In response to a Freedom of Information request from university website The Tab, the university listed the reasons for the purchase stating it would make the university "Steinway accredited".

They argued it would enhance experience across the whole student body, upgrade the poor quality existing pianos, and that the pianos will be maintained well and not depreciate in value.

They said this means “significant financial savings for the future,” and described the purchase as “an investment with measurable return”.

Sheffield University announced last month that it would make job cuts to tackle a £100 million loss of income triggered by the coronavirus crisis.

The university, which has nearly 7,000 members of staff, said it is also looking at reducing its 2021 budget by 15 percent.

In emails to staff last month, the university’s vice-chancellor Professor Koen Lamberts said: “Our financial modelling shows that we now need to plan for a £100 million loss of income.

“In the face of this loss, we must take all reasonable steps to ensure the long-term financial sustainability of the university.

“It is important that we make efficiency savings where possible, and alongside the Voluntary Severance Scheme we have asked colleagues on the University Executive Board to work through the implications of a 15 per cent reduction to budgets for 2021.

A Sheffield University spokesperson said: “We will need an exceptional, university-wide effort to overcome the challenges ahead, with a particular focus on student recruitment and ensuring we provide the best possible education and student experience.”

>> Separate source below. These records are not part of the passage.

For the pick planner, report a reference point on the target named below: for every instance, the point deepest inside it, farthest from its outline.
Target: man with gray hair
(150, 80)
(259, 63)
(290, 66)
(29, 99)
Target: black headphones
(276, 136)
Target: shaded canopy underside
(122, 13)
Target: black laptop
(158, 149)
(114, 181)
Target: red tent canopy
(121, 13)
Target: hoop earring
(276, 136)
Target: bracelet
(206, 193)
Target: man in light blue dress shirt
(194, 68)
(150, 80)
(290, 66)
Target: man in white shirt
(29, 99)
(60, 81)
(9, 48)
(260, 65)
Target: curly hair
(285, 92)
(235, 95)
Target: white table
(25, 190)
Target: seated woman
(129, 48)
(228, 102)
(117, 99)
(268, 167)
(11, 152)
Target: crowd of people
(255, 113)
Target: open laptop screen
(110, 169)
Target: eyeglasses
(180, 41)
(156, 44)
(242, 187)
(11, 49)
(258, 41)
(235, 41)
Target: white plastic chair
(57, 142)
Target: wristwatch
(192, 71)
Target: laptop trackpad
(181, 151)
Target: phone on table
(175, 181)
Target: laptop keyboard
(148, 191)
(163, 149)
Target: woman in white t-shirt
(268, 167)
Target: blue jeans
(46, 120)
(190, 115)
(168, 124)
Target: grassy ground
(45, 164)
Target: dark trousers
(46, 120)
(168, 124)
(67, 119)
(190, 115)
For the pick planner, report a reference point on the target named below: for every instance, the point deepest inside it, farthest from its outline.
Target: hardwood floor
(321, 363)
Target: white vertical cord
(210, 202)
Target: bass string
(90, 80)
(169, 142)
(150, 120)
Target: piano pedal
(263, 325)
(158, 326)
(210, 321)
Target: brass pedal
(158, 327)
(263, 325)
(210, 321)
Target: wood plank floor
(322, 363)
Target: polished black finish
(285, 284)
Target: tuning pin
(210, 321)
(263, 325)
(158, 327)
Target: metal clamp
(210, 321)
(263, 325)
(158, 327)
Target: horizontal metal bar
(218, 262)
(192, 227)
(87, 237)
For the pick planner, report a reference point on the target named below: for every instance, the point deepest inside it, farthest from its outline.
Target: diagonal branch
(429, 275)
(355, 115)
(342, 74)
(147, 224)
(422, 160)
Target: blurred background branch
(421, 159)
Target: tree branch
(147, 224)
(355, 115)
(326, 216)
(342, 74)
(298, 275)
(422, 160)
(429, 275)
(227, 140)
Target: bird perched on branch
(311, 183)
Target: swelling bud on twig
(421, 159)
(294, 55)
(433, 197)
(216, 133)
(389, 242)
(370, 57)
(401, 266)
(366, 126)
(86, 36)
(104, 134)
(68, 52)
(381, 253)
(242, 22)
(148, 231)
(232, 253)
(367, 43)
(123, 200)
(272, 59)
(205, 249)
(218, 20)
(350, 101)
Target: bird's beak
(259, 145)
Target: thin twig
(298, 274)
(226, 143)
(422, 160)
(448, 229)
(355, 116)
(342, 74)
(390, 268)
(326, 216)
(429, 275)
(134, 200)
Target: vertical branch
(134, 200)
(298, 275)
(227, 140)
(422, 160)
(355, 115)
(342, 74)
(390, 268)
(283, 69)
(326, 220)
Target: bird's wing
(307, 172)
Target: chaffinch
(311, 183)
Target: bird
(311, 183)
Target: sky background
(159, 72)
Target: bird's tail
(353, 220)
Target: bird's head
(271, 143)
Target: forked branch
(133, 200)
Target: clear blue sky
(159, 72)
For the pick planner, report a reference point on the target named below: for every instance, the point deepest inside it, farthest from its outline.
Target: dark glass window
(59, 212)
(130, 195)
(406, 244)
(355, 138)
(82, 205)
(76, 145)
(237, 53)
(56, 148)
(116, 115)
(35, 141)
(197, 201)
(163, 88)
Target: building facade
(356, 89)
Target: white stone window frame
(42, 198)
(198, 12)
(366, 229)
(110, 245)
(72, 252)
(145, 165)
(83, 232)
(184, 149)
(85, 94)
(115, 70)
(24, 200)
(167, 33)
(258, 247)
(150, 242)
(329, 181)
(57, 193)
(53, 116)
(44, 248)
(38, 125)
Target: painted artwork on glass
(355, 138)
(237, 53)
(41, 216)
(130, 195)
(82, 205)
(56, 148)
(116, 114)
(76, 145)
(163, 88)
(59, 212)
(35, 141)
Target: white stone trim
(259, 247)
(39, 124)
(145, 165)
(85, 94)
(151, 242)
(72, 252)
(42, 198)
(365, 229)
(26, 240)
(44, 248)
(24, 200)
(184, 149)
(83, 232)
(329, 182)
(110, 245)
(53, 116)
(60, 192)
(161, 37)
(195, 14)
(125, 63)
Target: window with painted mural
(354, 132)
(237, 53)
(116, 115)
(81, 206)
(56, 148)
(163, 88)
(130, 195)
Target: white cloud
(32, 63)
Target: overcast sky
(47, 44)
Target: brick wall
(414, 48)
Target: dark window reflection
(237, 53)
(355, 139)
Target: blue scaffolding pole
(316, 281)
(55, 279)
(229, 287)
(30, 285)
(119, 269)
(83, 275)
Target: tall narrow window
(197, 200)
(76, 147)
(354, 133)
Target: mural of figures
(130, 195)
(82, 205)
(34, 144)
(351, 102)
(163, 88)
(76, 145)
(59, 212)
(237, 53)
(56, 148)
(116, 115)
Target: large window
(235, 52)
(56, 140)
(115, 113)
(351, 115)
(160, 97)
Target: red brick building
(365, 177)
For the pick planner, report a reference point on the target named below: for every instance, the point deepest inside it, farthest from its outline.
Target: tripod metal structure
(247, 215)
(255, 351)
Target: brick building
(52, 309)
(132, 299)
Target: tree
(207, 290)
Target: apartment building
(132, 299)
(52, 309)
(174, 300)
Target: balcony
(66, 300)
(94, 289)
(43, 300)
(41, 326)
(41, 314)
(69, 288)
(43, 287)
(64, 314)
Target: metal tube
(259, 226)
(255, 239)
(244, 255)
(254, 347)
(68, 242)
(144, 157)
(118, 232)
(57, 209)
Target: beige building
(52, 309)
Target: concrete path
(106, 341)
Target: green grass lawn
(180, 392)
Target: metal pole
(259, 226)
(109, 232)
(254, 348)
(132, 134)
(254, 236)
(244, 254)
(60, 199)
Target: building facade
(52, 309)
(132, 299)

“As part of our All Steinway School accreditation, the University of Sheffield will take delivery of 17 Steinway pianos towards the end of the year. The decision to invest in new equipment was taken as a direct result of student demand from across the University, and to bring our fleet of pianos up to industry standard in order to meet the expectations prospective and current students have for studying at Sheffield.

“The accreditation is one of the most prestigious that can be awarded to a music school anywhere in the world, and we are pleased this will allow us to continue to offer the highest-quality student experience. Importantly, the investment was committed to in 2019, before the covid-19 pandemic."